In assenza di attività diagnostica tutte le porte di accesso al SITO RM dovranno comunque essere mantenute chiuse a chiave, ovvero non liberamente apribili dall'esterno. Gli estintori posti all'interno del SITO RM devono essere etichettati e certificati dal Fabbricante come idonei all'impiego all'interno del SITO RM.

La tipologia, il numero e l'ubicazione sono stabiliti in accordo alle vigenti normative antincendio per le strutture sanitarie. In ciascun SITO RM deve essere garantita la presenza di almeno un rilevatore di componenti ferromagnetiche.

Eventuali sistemi di rivelazione fissi non devono in alcun modo ostacolare il transito da e verso la SALA RM. L'installazione e l'impiego di sistemi di rivelazione di componenti ferromagnetiche deve essere considerato come integrativo e non sostitutivo delle procedure di sicurezza.
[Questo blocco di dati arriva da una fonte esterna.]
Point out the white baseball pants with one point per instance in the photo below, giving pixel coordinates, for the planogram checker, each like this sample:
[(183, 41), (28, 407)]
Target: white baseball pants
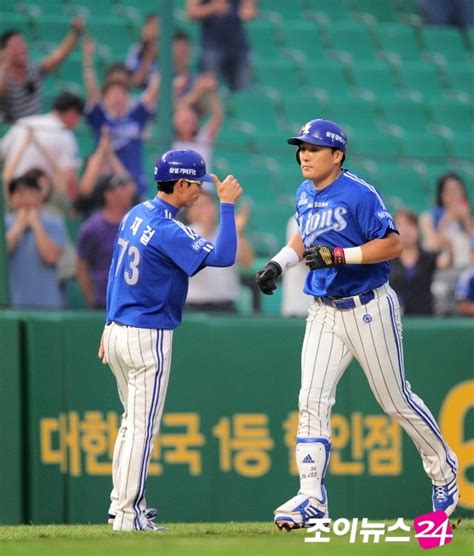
[(371, 333), (140, 359)]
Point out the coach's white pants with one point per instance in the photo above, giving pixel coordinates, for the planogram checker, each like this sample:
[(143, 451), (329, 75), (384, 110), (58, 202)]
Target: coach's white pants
[(372, 334), (140, 359)]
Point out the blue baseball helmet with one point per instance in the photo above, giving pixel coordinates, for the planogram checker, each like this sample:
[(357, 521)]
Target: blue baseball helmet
[(181, 164), (321, 132)]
Devono essere adottate misure di sicurezza specifiche di carattere procedurale per prevenire l'accesso, anche accidentale, di persone non comprese nell'elenco del PERSONALE AUTORIZZATO.

L'impiego di metal detector portatili convenzionali che non differenziano materiali ferromagnetici da altri metalli non è da ritenersi misura sufficiente al controllo degli accessi al SITO RM.